The opening-night film, it plays at 7:30 p.m. Saturday at Pacific Place — preceded by a happy hour at 6:30 p.m. in the Pacific Place lobby.

Between Saturday night and March 10, the festival will screen a couple dozen films, including a long-overdue documentary, “Broadway Musicals: A Jewish Legacy,” that demonstrates the longevity of the careers of Barbra Streisand, Irving Berlin, Leonard Bernstein and other Jewish showbiz successes.

Closing night, at the Uptown, will include a panel discussion, “What is Jewish Art?,” as well as a free screening of local filmmaker Michael Benaroya’s 2012 drama,“The Words,” starring Bradley Cooper as a writer who knows he’s a fraud. (Benaroya, who also co-produced the riveting “Margin Call,” will receive the festival’s Reel Difference Award.)

The theme of the 2013 festival is “Not a Lawyer, Not a Doctor?

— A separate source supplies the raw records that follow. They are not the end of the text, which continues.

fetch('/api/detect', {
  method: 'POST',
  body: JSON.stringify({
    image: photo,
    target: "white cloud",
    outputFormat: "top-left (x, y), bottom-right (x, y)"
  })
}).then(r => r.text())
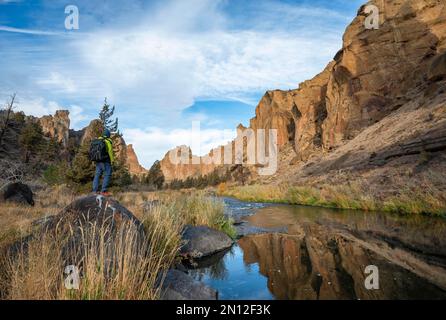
top-left (36, 71), bottom-right (77, 93)
top-left (124, 127), bottom-right (236, 168)
top-left (0, 25), bottom-right (60, 36)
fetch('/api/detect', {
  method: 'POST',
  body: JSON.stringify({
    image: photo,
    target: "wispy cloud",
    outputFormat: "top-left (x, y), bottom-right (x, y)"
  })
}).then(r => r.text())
top-left (0, 0), bottom-right (358, 165)
top-left (0, 26), bottom-right (62, 36)
top-left (124, 127), bottom-right (236, 168)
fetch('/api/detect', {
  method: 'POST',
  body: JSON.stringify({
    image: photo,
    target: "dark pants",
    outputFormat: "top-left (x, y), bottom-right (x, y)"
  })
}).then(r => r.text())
top-left (93, 162), bottom-right (112, 192)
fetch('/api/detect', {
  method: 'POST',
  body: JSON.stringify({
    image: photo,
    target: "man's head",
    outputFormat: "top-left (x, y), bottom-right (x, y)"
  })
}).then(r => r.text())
top-left (102, 128), bottom-right (111, 138)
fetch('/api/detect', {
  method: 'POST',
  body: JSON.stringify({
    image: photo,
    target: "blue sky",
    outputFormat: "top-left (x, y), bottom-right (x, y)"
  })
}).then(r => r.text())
top-left (0, 0), bottom-right (364, 167)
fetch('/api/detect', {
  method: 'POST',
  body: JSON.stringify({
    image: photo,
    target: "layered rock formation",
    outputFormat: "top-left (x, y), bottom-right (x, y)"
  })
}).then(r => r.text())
top-left (38, 110), bottom-right (70, 148)
top-left (36, 110), bottom-right (146, 175)
top-left (159, 0), bottom-right (446, 186)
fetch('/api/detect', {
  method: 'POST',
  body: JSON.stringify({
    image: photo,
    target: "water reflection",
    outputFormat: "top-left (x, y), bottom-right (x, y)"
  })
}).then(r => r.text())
top-left (187, 203), bottom-right (446, 299)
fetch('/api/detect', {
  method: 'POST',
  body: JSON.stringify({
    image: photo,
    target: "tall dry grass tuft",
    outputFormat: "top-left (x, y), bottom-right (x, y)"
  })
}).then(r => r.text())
top-left (6, 216), bottom-right (178, 300)
top-left (0, 189), bottom-right (234, 300)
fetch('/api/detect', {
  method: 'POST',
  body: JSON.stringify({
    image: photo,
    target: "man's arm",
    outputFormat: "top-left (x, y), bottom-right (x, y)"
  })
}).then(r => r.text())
top-left (105, 139), bottom-right (115, 164)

Jews in the Arts” — celebrated with such titles as “My Dad is Baryshnikov,” ‘’Orchestra of Exiles,” “Joann Draws from Memory” and “The Art of Spiegelman.”

The festival’s director, Pam Lavitt, regards this collection as recognition of “the wellspring and bounty of Jewish creativity’’ that calls attention to “the prolific work of inspired outliers and pathfinders.”

Longtime festivalgoers will notice a few changes. Opening night is no longer at the Cinerama, and there are no Oscar-nominated Israeli films.

Back for another year is the popular Matzoh Momma Sunday Brunch, at 11 a.m. Sunday at Pacific Place. This time it includes a screening of “Hava Nagila (The Movie),” a 75-minute documentary about the much-recorded Hebrew folk song.